Boats washed up on the Scottish shore after storms last week. Boats washed up on the Scottish shore after storms last week.
We’re used to seeing American flags all over the countryside. Flags showing American pride and the spirit of patriotism are everywhere — from banners unfurled at sporting events to a firetruck’s American flag.
But what about the British flag? The one that appears in the Scottish highlands on some boats and in garden decorations?
Not many have noticed that the flag is actually a flag made by the Royal Navy. There are more than 50,000 of them, usually depicting a body of water or landmarks such as the Tower of London or the Diana memorial. They’re great for hanging in your home, but they’re not very common in the English countryside.
To honor the late World War II Royal Navy officer King William IV, the British government set aside money in 1948 to celebrate the commander’s 100th birthday.
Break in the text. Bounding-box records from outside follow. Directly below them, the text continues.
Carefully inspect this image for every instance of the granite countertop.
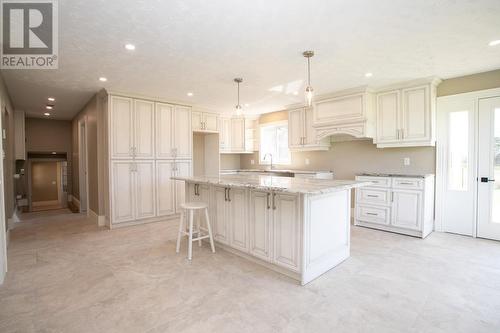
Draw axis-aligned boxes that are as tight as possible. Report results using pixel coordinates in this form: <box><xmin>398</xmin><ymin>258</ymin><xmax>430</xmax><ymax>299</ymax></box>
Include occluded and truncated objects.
<box><xmin>356</xmin><ymin>172</ymin><xmax>434</xmax><ymax>178</ymax></box>
<box><xmin>172</xmin><ymin>174</ymin><xmax>372</xmax><ymax>194</ymax></box>
<box><xmin>221</xmin><ymin>169</ymin><xmax>332</xmax><ymax>174</ymax></box>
It also decided to give away one of the flag’s shields for the first time. More than 60,000 people applied to receive one — but only 5,500 were chosen. The remaining 4,500 were auctioned off to raise cash for British Legion veterans, and everyone who received one of the flags becomes a lifetime member of the Royal Navy.
A total of 2,000 British Vets were among the winning bidders.
And in their race to stay alive, the British are overcoming anything — even the fear of being an American. (Some observers say that a song from the British theater based on the Navy flag shows what the Vets are really meant to be: a welcoming sea party.)